Another dish that looked like Ohr-Nee turned up on the tables. "Ohr Nee," exclaimed one. To the surprise of the diners who thought that this was the dessert, it was not. This dish, called "8 Treasure Yam Paste" is sweet on the outside and saltish on the inside. For many Singaporeans, it was a taste that needs some getting used to.
Just when we were enjoying our cup of the "Charm of the Buddha's Palm", a specially blended tea by Pek Sin Choon and recognised by the Singapore Tourism Board in 2001 with its Merlion logo, the gongs and drums sounded. Like excited kids, were rushed out to the courtyard. The show was about to begin.

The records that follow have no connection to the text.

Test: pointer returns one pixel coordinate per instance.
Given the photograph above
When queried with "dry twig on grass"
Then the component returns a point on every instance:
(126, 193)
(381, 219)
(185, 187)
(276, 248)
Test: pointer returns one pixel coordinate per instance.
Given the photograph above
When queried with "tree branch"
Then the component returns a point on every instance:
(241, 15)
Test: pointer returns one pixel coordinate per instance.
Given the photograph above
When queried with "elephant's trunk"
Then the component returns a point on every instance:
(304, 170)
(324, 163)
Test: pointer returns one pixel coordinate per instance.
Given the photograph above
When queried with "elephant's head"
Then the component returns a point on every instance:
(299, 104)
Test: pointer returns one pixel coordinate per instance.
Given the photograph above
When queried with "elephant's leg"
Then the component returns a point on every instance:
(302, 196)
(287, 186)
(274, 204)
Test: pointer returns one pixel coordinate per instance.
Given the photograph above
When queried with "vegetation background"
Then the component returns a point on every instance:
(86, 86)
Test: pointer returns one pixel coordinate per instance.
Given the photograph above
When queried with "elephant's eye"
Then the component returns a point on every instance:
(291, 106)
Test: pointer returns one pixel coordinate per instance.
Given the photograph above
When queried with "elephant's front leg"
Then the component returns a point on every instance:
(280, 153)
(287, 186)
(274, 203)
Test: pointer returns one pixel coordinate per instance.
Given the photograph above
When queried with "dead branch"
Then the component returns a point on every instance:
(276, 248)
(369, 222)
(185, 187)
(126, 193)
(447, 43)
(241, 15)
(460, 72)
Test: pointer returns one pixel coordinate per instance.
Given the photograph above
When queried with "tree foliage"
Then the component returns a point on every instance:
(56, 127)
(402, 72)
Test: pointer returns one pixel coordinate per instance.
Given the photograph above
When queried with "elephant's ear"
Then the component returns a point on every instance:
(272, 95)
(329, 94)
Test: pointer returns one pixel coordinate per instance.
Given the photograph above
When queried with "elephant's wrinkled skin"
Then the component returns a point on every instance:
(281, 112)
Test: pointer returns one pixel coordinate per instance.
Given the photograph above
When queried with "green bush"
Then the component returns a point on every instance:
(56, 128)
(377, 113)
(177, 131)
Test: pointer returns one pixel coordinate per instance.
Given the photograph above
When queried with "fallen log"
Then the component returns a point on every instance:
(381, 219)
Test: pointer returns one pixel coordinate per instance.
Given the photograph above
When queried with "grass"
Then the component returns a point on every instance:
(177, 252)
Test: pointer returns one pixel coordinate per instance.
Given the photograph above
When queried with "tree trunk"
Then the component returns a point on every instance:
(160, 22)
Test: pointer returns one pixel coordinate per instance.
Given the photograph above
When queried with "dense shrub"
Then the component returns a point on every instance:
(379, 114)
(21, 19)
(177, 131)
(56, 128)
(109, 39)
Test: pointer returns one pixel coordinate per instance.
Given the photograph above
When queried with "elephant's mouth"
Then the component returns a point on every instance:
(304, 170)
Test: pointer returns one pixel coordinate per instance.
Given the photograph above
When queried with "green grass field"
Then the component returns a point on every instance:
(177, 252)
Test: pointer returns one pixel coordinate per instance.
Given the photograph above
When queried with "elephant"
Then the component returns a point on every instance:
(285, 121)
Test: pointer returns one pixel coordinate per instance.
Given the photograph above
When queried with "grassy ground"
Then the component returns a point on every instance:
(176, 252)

Some sitting on the long benches, and some standing, and the guests upstairs had a great circle-seat view, the show began with a traditional ritual performance. And then, the main show, an excerpt from "Tan Sa Gor Niu" (Chen San Wu Niang 陈三五娘), in the Liyuan tradition began. The scene was the "Lantern Gazing" - the 15th night of the Chinese Lunar New Year (Cap Go Meh) when young ladies, accompanied by their maids, would come out to look at the lanterns, and well, perhaps, for prospective life partners.
In this rather small courtyard with a small stage, and a small space on the floor, the performers made full use of them. From the stage to the floor where the ball-throwing and lantern dance were performed by students of Ai Tong Chinese Dance Troupe and members of the Rochor CC Dance Group called Dance Inspirations, it was an experience with us audience so close to the performers, as if we were also part of the people watching the Lanterns. And then, a song burst into the night from somewhere above. Ah, Tan Sa was singing from the upper floor of the pavilion. Looking down at the parade and at this lovely lady, Gor Niu 五娘. And of course, in the course, Gor Niu stole a glance up the pavilion to look at Tan Sar 陈三.
This grand finale came to a close with a toast by the President of Siong Leng, Teng Hong Hai, to the supporters and guests. Each had a glass of "Double Blossom" - a work of art with tea - with green tea, jasmine flowers and a red flower called Gomphrena Globosa - to admire, toast and drink enjoying the fresh flavour of flower and tea.
The guests took their leave, greeted by a pair of dancing lions just outside the doors of Chong Wen Ge. The positive energies of the lions sent off the guests home.
To the friends, supporters and guests, thanks for coming and we hope that you have enjoyed the evening as much as our members have enjoyed performing for you.
Our next performance will be at Thian Hock Keng at 7.30pm on 15 Oct 2011, the 19th of the 9th Lunar Month, one and last of the three Guan Yin festivals.